Chris Berg, a research fellow at the notoriously free-market Institute of Public Affairs, said that Cameron’s is a “powerful and compelling argument”. Berg adds that conservatives who think that marriage is a good thing “should extend it. If you want gay people to be conservative, let them marry”.
This isn’t a widely acknowledged view, but it’s one that holds weight in some conservative circles. As Berg puts it, “I don’t want the government in my pocket any more than I want them in my bedroom.” This idea, that liberalism is social as well as economic, prioritises the rights of the individual to act free of government control.
Berg’s comments come in light of two gay Liberal candidates pre-selected to run in the federal election this year. Sean O’Connor is running in the inner-city electorate of Sydney (held by the incumbent Tanya Plibersek) and Kevin Ekendahl is running in a similarly progressive inner-city seat, Melbourne Ports.

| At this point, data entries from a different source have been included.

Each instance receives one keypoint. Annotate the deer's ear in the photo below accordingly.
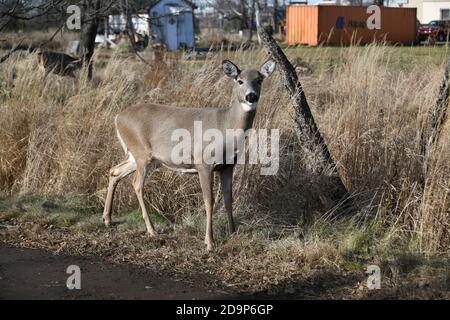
(230, 69)
(267, 68)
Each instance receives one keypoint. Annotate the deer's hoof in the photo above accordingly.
(152, 234)
(107, 222)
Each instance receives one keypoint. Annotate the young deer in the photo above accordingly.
(58, 63)
(145, 131)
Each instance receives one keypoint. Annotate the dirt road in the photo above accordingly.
(37, 274)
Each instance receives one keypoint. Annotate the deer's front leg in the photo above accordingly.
(206, 182)
(226, 181)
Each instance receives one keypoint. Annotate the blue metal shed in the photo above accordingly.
(172, 23)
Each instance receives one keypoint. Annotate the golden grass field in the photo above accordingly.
(57, 143)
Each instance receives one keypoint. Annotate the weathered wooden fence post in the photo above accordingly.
(437, 119)
(307, 131)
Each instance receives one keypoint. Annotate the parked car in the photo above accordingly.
(436, 30)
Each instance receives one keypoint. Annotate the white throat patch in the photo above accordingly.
(247, 107)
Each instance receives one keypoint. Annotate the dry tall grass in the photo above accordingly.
(57, 138)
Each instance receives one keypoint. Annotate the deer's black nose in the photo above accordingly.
(252, 97)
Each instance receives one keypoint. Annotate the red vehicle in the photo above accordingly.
(437, 30)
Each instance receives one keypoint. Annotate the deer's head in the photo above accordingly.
(248, 82)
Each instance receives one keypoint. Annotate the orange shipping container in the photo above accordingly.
(343, 25)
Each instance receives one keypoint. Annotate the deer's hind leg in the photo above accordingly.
(116, 174)
(138, 184)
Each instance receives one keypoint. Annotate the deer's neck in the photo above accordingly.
(240, 115)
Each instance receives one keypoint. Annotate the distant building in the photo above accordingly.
(172, 23)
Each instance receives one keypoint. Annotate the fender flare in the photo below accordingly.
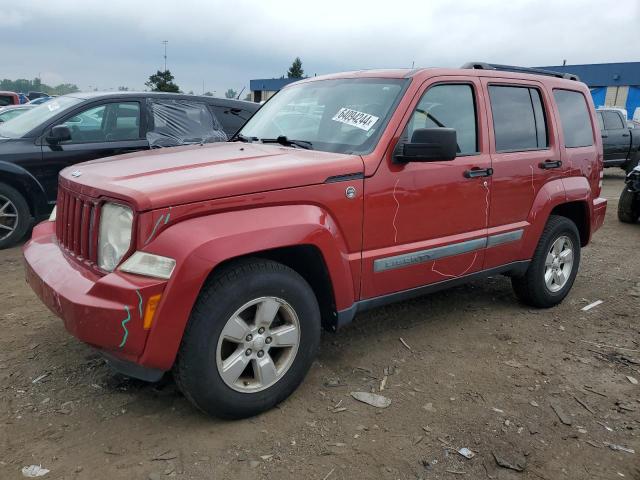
(548, 197)
(551, 195)
(28, 185)
(201, 244)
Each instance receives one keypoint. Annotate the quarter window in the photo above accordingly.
(612, 121)
(574, 118)
(518, 118)
(448, 106)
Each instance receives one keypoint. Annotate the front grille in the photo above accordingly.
(77, 224)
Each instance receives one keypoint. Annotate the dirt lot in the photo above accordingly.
(482, 372)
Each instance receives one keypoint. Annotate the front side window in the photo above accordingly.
(518, 118)
(37, 117)
(448, 106)
(612, 120)
(574, 118)
(341, 115)
(109, 122)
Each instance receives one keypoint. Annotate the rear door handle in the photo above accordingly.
(550, 164)
(478, 172)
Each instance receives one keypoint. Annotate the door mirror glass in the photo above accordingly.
(59, 133)
(430, 145)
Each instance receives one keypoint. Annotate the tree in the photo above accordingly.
(162, 82)
(295, 71)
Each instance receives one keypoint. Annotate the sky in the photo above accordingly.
(220, 45)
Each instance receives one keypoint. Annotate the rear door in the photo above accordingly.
(99, 130)
(616, 137)
(525, 155)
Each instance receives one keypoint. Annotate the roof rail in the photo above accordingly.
(512, 68)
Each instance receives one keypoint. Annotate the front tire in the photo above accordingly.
(15, 217)
(554, 265)
(632, 163)
(252, 336)
(628, 206)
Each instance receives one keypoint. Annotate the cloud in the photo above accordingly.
(108, 44)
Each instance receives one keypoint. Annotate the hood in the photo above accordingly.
(174, 176)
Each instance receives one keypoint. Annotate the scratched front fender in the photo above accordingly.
(104, 311)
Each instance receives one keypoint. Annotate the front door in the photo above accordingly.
(426, 222)
(525, 155)
(100, 130)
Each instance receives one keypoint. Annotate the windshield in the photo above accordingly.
(343, 116)
(23, 124)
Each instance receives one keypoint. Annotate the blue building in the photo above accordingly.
(611, 84)
(263, 89)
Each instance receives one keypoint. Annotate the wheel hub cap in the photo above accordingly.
(559, 264)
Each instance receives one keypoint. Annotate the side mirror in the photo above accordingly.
(59, 133)
(430, 145)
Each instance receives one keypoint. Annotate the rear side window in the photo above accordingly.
(612, 120)
(574, 118)
(448, 106)
(518, 118)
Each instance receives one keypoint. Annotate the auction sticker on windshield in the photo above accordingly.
(361, 120)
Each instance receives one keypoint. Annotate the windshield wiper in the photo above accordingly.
(282, 140)
(238, 137)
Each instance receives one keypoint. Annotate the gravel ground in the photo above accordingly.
(545, 392)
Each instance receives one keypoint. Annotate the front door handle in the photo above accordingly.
(550, 164)
(478, 172)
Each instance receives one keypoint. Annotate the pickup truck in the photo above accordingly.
(344, 192)
(621, 144)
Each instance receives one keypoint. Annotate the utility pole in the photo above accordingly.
(165, 54)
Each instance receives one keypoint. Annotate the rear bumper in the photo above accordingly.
(599, 212)
(103, 311)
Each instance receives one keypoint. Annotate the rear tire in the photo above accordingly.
(554, 265)
(15, 217)
(233, 361)
(628, 206)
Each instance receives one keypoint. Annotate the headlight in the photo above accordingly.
(142, 263)
(114, 237)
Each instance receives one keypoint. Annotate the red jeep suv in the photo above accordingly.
(344, 192)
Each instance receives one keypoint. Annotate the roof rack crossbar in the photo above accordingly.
(513, 68)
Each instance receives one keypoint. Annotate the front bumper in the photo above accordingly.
(104, 311)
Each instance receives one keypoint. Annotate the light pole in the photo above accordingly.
(165, 42)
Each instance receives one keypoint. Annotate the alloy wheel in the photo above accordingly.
(8, 217)
(258, 344)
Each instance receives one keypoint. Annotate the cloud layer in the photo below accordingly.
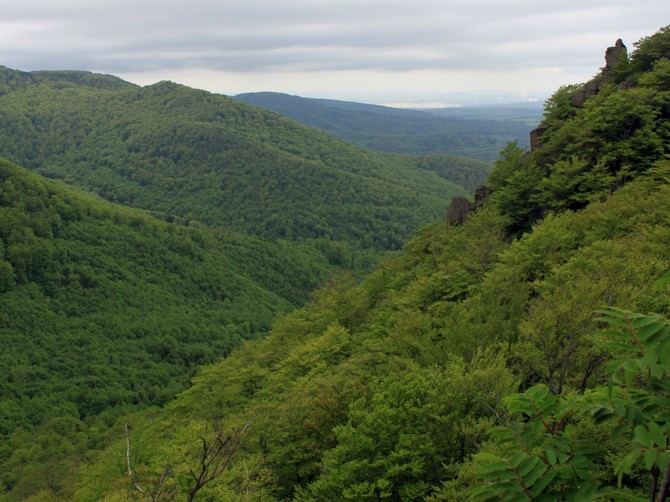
(458, 44)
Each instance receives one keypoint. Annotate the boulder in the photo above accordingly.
(458, 210)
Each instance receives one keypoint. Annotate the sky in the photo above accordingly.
(392, 52)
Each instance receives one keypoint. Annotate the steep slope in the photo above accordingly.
(383, 391)
(396, 130)
(105, 309)
(202, 156)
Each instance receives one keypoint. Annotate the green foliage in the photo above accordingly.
(540, 455)
(384, 389)
(196, 155)
(106, 309)
(587, 152)
(471, 132)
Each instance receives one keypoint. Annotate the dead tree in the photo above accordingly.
(154, 494)
(215, 456)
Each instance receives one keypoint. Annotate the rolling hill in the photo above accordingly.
(469, 366)
(207, 157)
(467, 132)
(105, 309)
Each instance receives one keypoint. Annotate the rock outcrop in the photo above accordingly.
(613, 55)
(460, 208)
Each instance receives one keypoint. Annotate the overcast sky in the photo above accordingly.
(377, 51)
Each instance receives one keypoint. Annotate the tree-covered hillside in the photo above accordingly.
(207, 157)
(106, 309)
(396, 130)
(471, 366)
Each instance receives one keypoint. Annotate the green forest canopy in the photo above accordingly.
(202, 156)
(419, 382)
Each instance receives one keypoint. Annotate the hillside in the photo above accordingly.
(202, 156)
(106, 309)
(397, 130)
(470, 366)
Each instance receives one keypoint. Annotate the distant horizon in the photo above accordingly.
(370, 51)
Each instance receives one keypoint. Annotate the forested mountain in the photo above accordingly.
(208, 157)
(397, 130)
(106, 309)
(470, 366)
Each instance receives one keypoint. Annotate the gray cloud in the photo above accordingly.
(124, 36)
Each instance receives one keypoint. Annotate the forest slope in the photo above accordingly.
(396, 130)
(106, 309)
(385, 390)
(207, 157)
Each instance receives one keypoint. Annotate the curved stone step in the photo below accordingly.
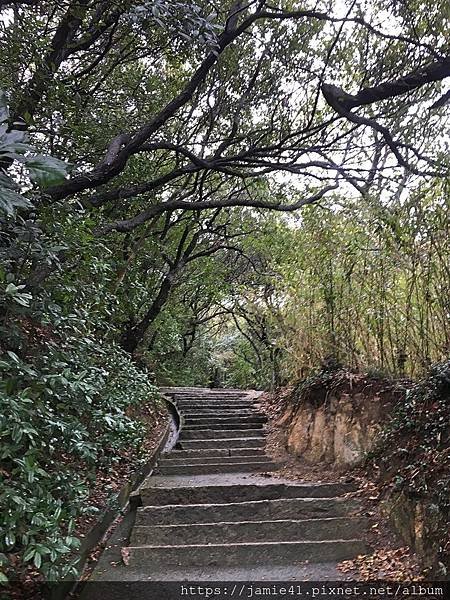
(214, 425)
(193, 434)
(244, 442)
(214, 452)
(259, 510)
(280, 530)
(260, 553)
(224, 420)
(218, 467)
(171, 493)
(184, 404)
(219, 412)
(172, 460)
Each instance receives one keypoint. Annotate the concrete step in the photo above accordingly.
(225, 420)
(215, 405)
(214, 453)
(219, 412)
(248, 531)
(245, 442)
(214, 425)
(204, 460)
(259, 510)
(193, 434)
(257, 553)
(219, 467)
(220, 494)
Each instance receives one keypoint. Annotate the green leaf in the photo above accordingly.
(10, 200)
(46, 171)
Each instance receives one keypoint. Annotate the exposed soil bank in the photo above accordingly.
(355, 425)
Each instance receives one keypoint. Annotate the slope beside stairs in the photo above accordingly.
(211, 511)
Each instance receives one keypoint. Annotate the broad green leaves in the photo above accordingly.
(15, 152)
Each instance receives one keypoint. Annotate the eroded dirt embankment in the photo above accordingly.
(344, 424)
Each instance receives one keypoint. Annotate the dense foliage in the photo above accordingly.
(186, 198)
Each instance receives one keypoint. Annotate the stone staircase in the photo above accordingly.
(221, 432)
(209, 512)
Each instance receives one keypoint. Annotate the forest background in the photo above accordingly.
(199, 193)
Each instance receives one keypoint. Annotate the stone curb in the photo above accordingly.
(125, 503)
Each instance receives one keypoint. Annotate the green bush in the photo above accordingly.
(61, 415)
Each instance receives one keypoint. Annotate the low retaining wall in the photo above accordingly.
(123, 502)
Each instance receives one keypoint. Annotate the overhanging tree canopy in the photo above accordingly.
(211, 108)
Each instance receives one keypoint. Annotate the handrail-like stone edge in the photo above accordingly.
(125, 502)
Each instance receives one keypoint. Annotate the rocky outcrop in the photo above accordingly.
(421, 524)
(339, 427)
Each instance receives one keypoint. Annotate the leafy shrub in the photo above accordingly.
(61, 415)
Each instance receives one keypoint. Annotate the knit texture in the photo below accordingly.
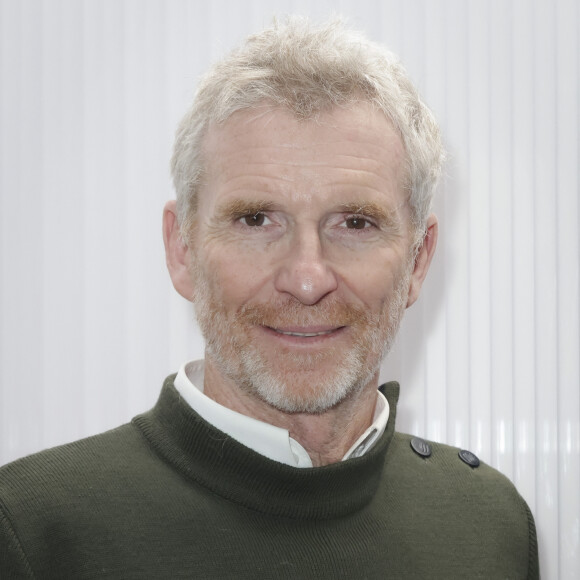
(169, 496)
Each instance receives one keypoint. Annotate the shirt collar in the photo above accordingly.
(268, 440)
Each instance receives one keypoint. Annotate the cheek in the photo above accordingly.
(235, 278)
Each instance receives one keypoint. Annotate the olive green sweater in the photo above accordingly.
(168, 496)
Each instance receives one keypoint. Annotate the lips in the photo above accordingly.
(305, 334)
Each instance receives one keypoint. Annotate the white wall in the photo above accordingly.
(489, 359)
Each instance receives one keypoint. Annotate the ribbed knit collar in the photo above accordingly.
(214, 460)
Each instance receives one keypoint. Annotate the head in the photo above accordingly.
(310, 70)
(304, 174)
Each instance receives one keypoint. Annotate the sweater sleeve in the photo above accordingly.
(13, 562)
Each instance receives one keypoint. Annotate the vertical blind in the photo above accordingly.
(488, 359)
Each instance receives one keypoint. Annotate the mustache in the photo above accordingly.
(292, 312)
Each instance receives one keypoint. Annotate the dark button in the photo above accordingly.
(469, 458)
(421, 447)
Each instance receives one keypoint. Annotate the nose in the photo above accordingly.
(303, 272)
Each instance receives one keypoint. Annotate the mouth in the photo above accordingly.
(305, 334)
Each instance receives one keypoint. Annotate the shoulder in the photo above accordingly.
(449, 498)
(53, 474)
(446, 465)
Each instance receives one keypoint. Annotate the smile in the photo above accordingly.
(305, 334)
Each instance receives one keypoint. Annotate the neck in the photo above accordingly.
(326, 436)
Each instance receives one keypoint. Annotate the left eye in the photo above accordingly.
(257, 219)
(356, 223)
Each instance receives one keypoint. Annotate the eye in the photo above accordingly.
(258, 219)
(357, 223)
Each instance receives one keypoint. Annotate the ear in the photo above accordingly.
(423, 259)
(177, 253)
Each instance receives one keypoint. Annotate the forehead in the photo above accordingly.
(354, 146)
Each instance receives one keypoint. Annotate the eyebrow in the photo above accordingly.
(238, 208)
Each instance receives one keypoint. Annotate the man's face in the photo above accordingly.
(301, 253)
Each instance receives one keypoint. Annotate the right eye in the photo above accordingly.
(256, 220)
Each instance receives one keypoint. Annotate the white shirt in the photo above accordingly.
(268, 440)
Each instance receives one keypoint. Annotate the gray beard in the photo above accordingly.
(291, 390)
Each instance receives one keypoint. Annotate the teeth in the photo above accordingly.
(305, 334)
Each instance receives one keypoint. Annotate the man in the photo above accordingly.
(302, 230)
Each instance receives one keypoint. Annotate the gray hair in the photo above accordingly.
(310, 69)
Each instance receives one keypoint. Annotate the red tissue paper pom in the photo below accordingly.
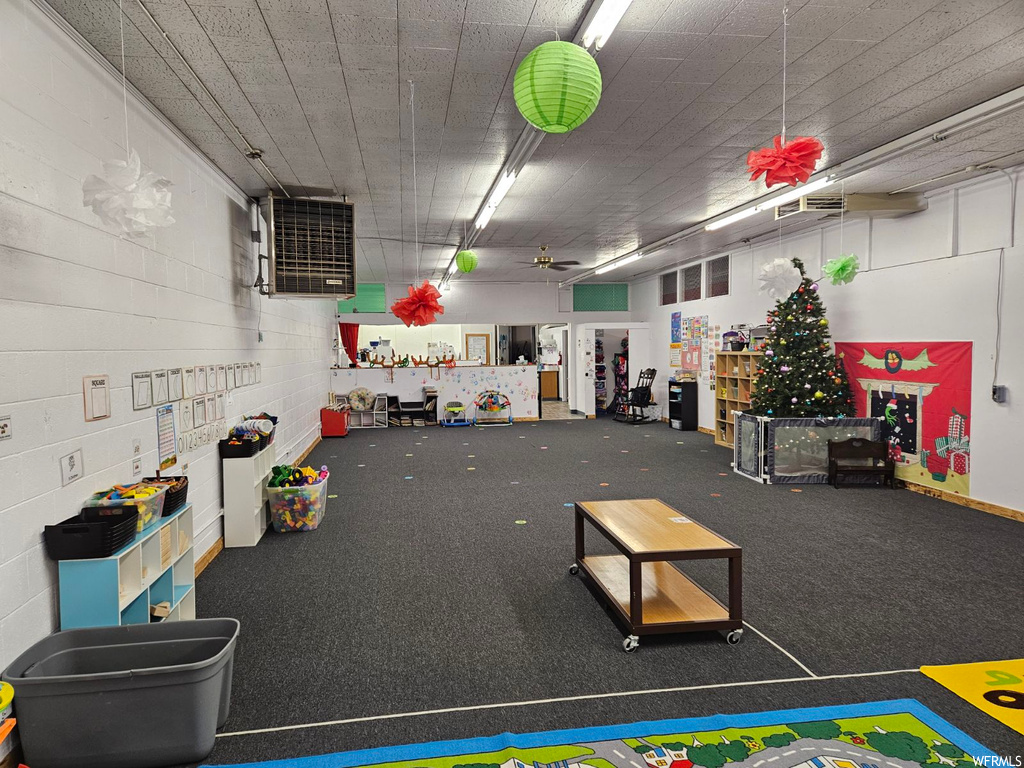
(787, 164)
(420, 307)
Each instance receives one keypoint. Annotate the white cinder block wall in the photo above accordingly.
(928, 276)
(76, 299)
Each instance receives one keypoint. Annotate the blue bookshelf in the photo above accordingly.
(158, 566)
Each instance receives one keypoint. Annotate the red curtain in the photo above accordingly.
(349, 339)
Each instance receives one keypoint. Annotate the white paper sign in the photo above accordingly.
(96, 390)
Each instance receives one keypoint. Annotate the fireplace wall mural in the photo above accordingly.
(923, 392)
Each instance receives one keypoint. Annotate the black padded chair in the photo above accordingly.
(631, 410)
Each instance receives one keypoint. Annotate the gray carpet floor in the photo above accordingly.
(424, 593)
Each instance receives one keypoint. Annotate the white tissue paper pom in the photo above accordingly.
(124, 196)
(779, 279)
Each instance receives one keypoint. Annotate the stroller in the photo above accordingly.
(631, 410)
(455, 415)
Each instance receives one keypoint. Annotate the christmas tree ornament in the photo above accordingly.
(779, 279)
(557, 86)
(842, 269)
(790, 163)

Ekendahl claims that marriage equality is a rights issue. “I’m not going to support any legislation that discriminates against me,” he says. Also a free marketeer, he believes that the Liberal Party still accommodates socially progressive views and that the party is a “broad church”. Ekendahl cherishes the ‘small-l liberal’ philosophy and believes that there are votes to be won by supporting gay marriage. While he acknowledges that some MPs are unwilling to support gay marriage because their marginal seats might be threatened at election time, Ekendahl labels himself and O’Connor examples of the diversity of ideas that exists within the Liberal Party. His view is that “everyone should be equal before the law” and that marriage is no exception.
What conclusions can we draw about Australia’s gay marriage debate? Firstly, it’s clear that marriage equality is not a simple party-political issue. Traditional ‘left’ and ‘right’ labels don’t do the arguments for and against justice. It’s clear that the Labor Party has its fair share of social traditionalists. It’s also clear that Tory elements in Australia and the UK are in favour of gay marriage, for a number of different reasons (liberal and conservative).
An analysis of the debate shows that there is considerable external pressure upon politicians to take a particular stance. Sharon Dane from Australian Marriage Equality suggests that Gillard made a deal with the Christian lobby to oppose gay marriage. Whether or not this is true, the irony of the Australian debate is that we have similar, or higher, levels of public support for same-sex marriage than countries in which it is at least partially legal–such as the US (51-54%) and the UK (61%).
Lagging behind the likes of Norway, Belgium, the Netherlands, Spain, Sweden, Mexico, Argentina, Iceland, Portugal, South Africa, it’s clear that Australia is a unique case. Whether homophobia is ingrained in the national psyche is a complex question, particularly when other post-colonial countries, such as Canada, have legalised gay marriage. For now, the marriage equality debate is at a stalemate.